Working with Data in TensorFlow

Published in

Oracle Developers

8 min readMay 16, 2022

Welcome to the third article of this article series! In this article, we’ll dive deep into setting up a simple project using TensorFlow, as opposed to what we’ve been doing until now in the article series (working with PyTorch). Hopefully we’ll see how relatively easy developing in both libraries is, compared to each other.

As a reminder, let’s have some initial information about TensorFlow. TensorFlow, an open-source platform, was created in 2015 by Google. From this original platform, multiple libraries have been developed to allow the use of the TensorFlow platform in various programming languages, like Python, JavaScript, and even mobile devices. It provides a comprehensive ecosystem of tools for developers and researchers who want to bring the newest technologies from Machine Learning into reality.

Setting up OCI

To set up TensorFlow in OCI, we’ll create a Data Science notebook in OCI, which we’ll be able to access from the Cloud saving us the trouble of setting up locally to start working on our project. The process that we’ll follow is very similar to the steps we followed in the first article from the series. Make sure to check that article out if you run into trouble setting up a Data Science notebook in OCI.

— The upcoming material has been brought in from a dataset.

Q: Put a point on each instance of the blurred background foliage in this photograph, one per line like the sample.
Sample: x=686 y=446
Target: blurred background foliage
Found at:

First, we set up an OCI Data Science environment and instantiate Data Science Service by heading over to the OCI console and navigating to OCI Data Science:

Inside the only project we’ve created so far, we can have several notebook sessions; and these sessions have their own respective storage each. In our project, we’ll create a new notebook session and we’ll install the TensorFlow environment inside it.

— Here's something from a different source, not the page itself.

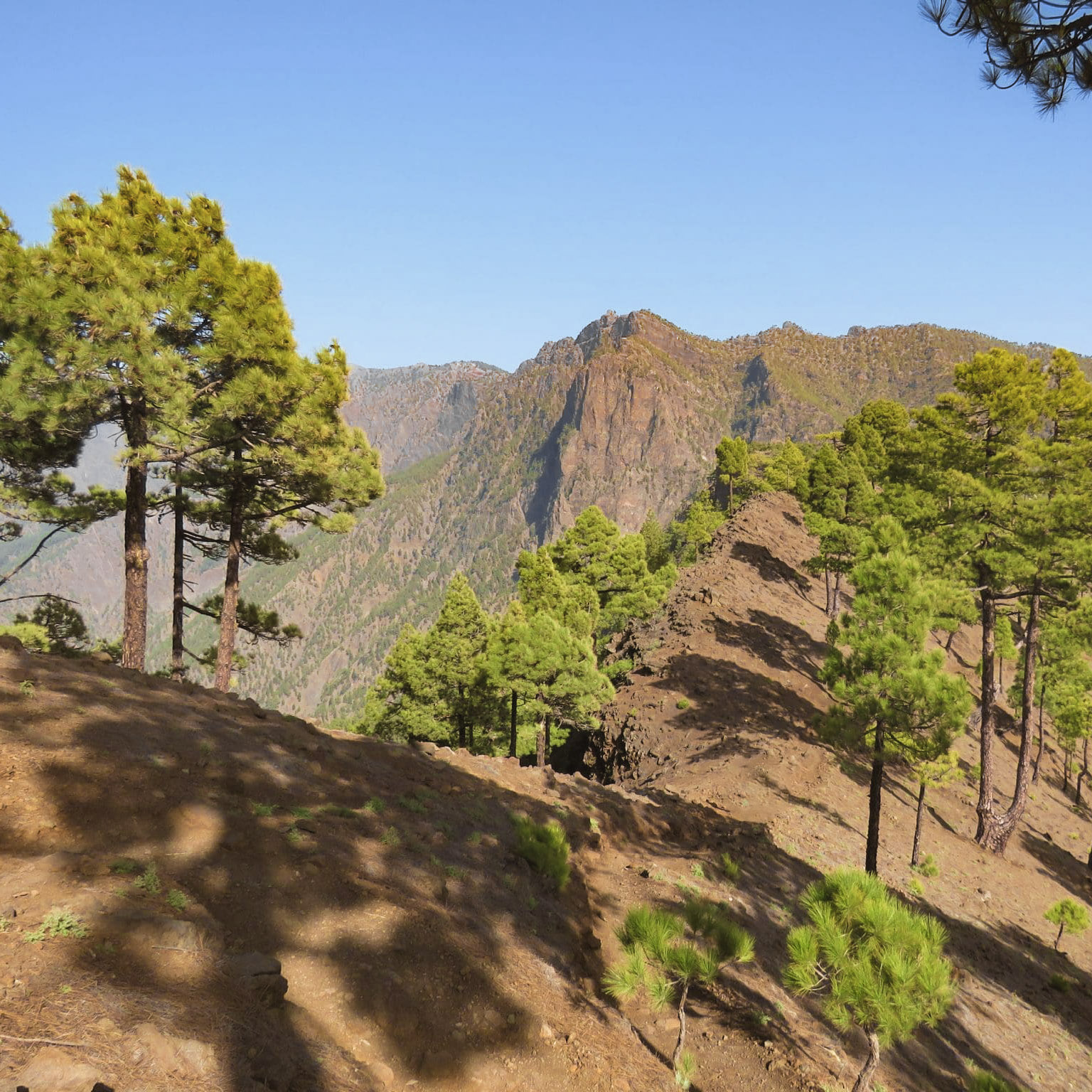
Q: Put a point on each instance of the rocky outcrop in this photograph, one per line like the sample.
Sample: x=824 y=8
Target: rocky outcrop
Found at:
x=416 y=412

Accessing the notebook, we install the TensorFlow environment from the official Environment Explorer:

To install it, we run the command with the corresponding pre-built identifier in a terminal. At the time of writing this article, TensorFlow 2.7 is the latest version available for CPUs; and TensorFlow 2.6 for GPUs.

TensorFlow Fundamentals — Data Loading with Keras

It’s important to notice that, in the first article from the series we loaded an initial dataset (the well-known iris dataset) and created a Neural Network from scratch in order to make accurate predictions about the type of irises (setosa, versicolor or virginica). We did this through the PyTorch library, which included a custom-built dataset loader.

Just like in PyTorch, TensorFlow also “likes” having its datasets loaded into tensors; however, the official documentation points towards using keras as the data-loading library. It’s pretty common to find Keras and TensorFlow being used interchangeably, as Keras eases the use of TensorFlow.

You might ask yourself: why change the mechanism for which we load data? Both Keras and TensorFlow are machine learning NN technologies/libraries. However, Keras encapsulates TensorFlow. It’s a wrapper of the TensorFlow library, and it aims to make the development of a NN much easier. However, this comes with a cost, which is speed. If you decide to use Keras instead of TensorFlow, consider that anything built on top of the standard TensorFlow library will cause inaccuracies in terms of the model’s throughput/machine prediction throughput, since everything is being filtered through Keras before accessing TensorFlow itself.

With this in mind, you’re free to load data using any data loading library available.

I chose to just use Keras as a data-loading library rather the library we’ve used before for development (including the iris NN).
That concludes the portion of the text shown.